Telecom giants’ merger anticipated in the wake of Reliance Jio’s free voice and data services.
Industrialist and Chairman of Aditya Birla Group, Kumar Mangalam Birla could become the chairman of the Vodafone-Idea merged entity, the Mint reported.
The English daily on Thursday quoted two people familiar with the talks between Vodafone India Ltd and Idea Cellular Ltd as saying that the new entity would likely have 12 directors on its board – three from both side and six independent ones.
Vodafone’s stake in the merged entity will fall below 51% although it would remain higher than the Aditya Birla Group, the Mint reported. The merged entity may use the Vodafone brand under licence from Vodafone Group.
It was on last Monday, Vodafone confirmed its merger talks with Idea that will create India’s largest telecom firm with combined revenue of Rs 78,000 crore.
The new venture aims to challenge Reliance Jio Infocomm, which have already hit market leader Bharati Airtel with exciting free voice and data services.

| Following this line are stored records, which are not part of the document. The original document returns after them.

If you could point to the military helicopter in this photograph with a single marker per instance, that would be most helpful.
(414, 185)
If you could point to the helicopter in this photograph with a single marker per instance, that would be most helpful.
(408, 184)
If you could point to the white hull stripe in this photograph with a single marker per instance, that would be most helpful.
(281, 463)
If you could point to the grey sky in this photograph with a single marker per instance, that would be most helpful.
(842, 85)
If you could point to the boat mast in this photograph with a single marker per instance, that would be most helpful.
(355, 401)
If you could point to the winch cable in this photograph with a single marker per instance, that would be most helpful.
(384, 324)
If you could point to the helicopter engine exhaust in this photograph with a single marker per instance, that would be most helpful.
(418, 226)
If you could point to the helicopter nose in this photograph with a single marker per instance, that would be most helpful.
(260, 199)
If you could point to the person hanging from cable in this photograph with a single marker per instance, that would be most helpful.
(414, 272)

The Mint report added that the idea of Birla as the chairman of the merged entity may help Vodafone Group to de-consolidate its subsidiary Vodafone India.
“Vodafone can’t be seen as having greater control in the merged entity,” the Mint quoted the source.
To do this under the International Financial Reporting Standards (IFRS), “a company has to demonstrate that it no longer has operating or management control in the subsidiary,” Charanjit Attra, partner, SR Batliboi and Associates Llp, told the Mint, the Hindustan Times reported.